One thing that has struck me is how much tea people drink here. It occurs to me that is one of the only ways to drink liquids without risking serious disease. Water is, by and large, unhealthy and dangerous, and juice and carbonated drinks are too expensive. Milk, on the other hand, is apparently cheaper and, since you boil it, BOOM safe to drink. I guess. Anyway, the advice of drinking two liters of water per day doesn’t really make sense in a context where water can give you cholera. This is such a privilegd reflection, by the way… But so is having a blog, I guess.
Anyway, the tea is delicious.
* I’ve decided I’m using ISIS instead of ISIL because if you say “Iraq”, you should say “Syria”, not “the Levant.” If you’re going to say “the Levant,” then also say “Mesopotamia” instead of “Iraq.” It’s a minor thing, but I think it makes more sense.
Ok, it’s been almost a year since I tried to start a blog. It didn’t really work out (obviously), so this is a fresh start… Of sorts.

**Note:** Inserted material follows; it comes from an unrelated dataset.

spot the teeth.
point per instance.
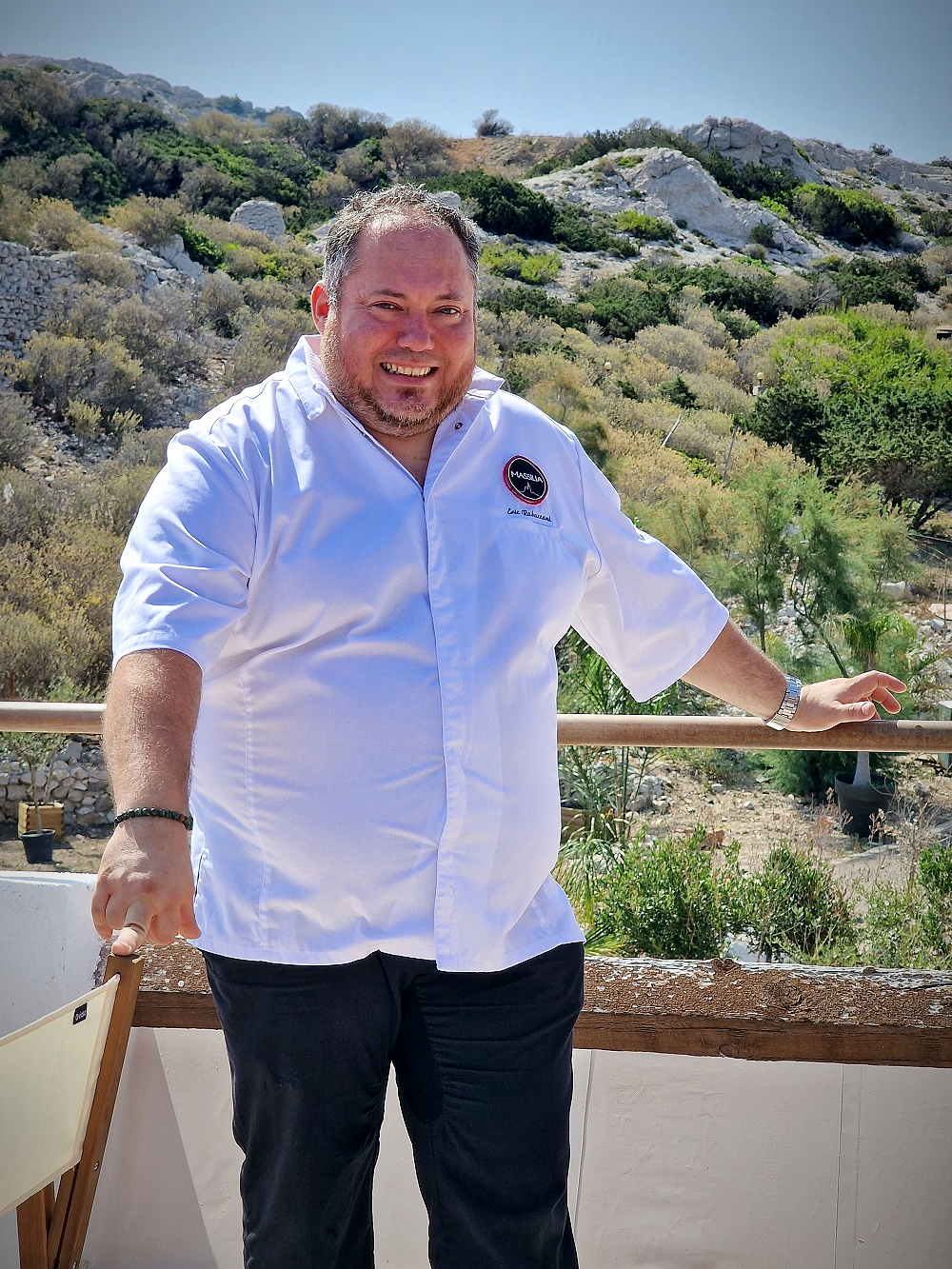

So why this blog? Well, to be honest it’s more for me than for anyone else. I don’t expect to have a huge amount of readers (or any amount of readers, for that matter). I do have some entertaining thoughts, and, for the sake of my English prose, it might be good to write them down.
So that’s what this blog will be about: things that are in my head. I’m not sure if the entries will be short or long, if I’ll post photos or not, or if I’ll write about personal stuff. I guess I’ll figure it out as I go along. Possible topics include gender, fantasy, peacebuilding, M&E, heavy metal, pop culture, and the occassional attempt at writing fiction.
So welcome, imaginary readers, to my random thoughts. I hope you enjoy them as much as I do.